19/11/2025
Männertrauer sichtbar machen. „Viele Männer hören schon früh in ihrem Leben Floskeln wie ´reiß dich zusammen` oder ´ein Mann weint nicht`. Diese Erwartungen wirken bereits im Kindes- und Jugendalter, wenn bei einem Todesfall vermittelt wird, dass man nun der `starke Mann‘ im Hause sein müsse“, erklärt Petra Kozisnik, BSc, Geschäftsführerin des Landesverband Hospiz NÖ. Er macht zum Internationalen Männertag am 19. November auf ein Thema aufmerksam, über das noch immer zu selten gesprochen wird: Trauer von Männern.
Trauer kennt kein Richtig oder Falsch
Wenn ein geliebter Mensch stirbt, verändert sich das Leben von einem Moment auf den anderen. Vor allem Männer fühlen sich häufig verpflichtet, möglichst rasch wieder zu funktionieren: im Beruf und in der Familie. Dabei ist Trauer prinzipiell keine Schwäche und schon gar keine Krankheit, sondern eine zutiefst menschliche Reaktion auf Verlust, die jedoch – insbesondere bei komplizierten Trauerverläufen sowie nach traumatischen Verlusten und fehlenden Ressourcen – auch krankheitswertige Symptome und Folgen aufweisen kann.

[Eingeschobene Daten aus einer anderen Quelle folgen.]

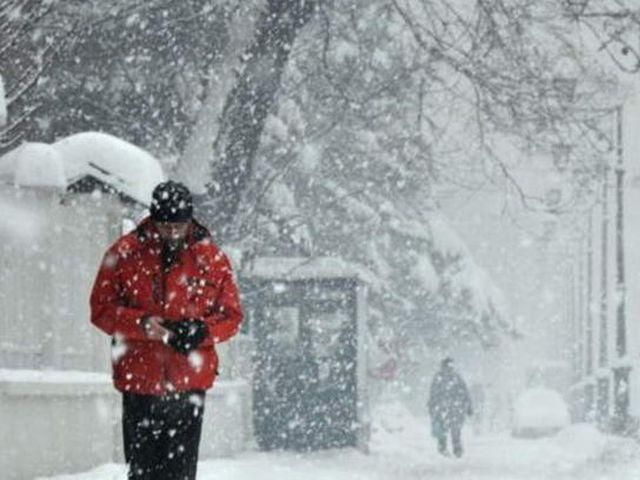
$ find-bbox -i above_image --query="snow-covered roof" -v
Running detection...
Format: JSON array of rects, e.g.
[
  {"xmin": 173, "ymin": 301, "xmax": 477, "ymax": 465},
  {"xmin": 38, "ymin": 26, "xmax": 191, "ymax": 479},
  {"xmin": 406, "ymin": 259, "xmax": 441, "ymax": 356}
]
[
  {"xmin": 245, "ymin": 257, "xmax": 373, "ymax": 282},
  {"xmin": 0, "ymin": 132, "xmax": 164, "ymax": 205},
  {"xmin": 0, "ymin": 75, "xmax": 7, "ymax": 127},
  {"xmin": 0, "ymin": 142, "xmax": 67, "ymax": 188}
]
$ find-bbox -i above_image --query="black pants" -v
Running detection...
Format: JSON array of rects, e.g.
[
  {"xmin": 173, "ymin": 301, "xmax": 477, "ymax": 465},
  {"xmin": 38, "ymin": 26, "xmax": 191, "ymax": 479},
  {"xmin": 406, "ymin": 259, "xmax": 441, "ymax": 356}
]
[
  {"xmin": 122, "ymin": 391, "xmax": 204, "ymax": 480},
  {"xmin": 437, "ymin": 425, "xmax": 462, "ymax": 457}
]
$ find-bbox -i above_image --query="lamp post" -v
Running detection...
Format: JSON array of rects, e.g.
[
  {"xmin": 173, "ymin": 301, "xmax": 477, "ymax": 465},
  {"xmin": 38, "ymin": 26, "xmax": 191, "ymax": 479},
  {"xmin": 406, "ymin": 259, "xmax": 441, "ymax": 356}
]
[{"xmin": 612, "ymin": 106, "xmax": 631, "ymax": 433}]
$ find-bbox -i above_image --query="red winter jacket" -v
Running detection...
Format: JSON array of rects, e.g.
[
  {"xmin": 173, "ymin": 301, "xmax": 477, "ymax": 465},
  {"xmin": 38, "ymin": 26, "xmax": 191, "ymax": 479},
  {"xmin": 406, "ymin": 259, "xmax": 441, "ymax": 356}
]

Gerade in der Trauerbegleitung zeigt sich immer wieder, wie groß das Bedürfnis vieler Männer nach einem Rahmen ist, in dem sie ihre Trauer ausdrücken dürfen, ohne bewertet zu werden. „Das vermeintlich starke Geschlecht findet oft erst dann Zugang zu Gefühlen, wenn jemand den ersten Schritt wagt. Besonders in starken Gemeinschaften, wie etwa in Sportvereinen, Einsatzorganisationen oder Belegschaften, kann das gemeinsame Erleben von Trauer heilsam wirken“, sagt Petra Kozsinik. So verwandelt sich Schweigen zu Anteilnahme, Tränen werden zu Mut und gemeinsame Rituale entwickeln sich zu einer tragenden Kraft.
Rituale schaffen Halt
Einfach gehaltene Abschiedsrituale wie das Entzünden von Kerzen, das Niederschreiben letzter Gedanken oder das bewusste Erinnern an den verstorbenen Menschen schaffen einen Raum, in dem auch Männer spürbar entlastet werden. „Wenn einer zu reden oder zu weinen beginnt, entsteht ein wertvoller Moment: die Anderen trauen sich nachzuziehen“, so Petra Kozisnik. Gerade bei Männern ist auch immer wieder zu beobachten, wie sehr sie sich in der Trauer körperlich kanalisiert ausdrücken, auch andere Rituale, alleine oder in der Gruppe, suchen, die die Trauer in Handlungen und im Tun aus dem Verschweigen und Rückzug in einen Ausdruck und ins Fließen bringt.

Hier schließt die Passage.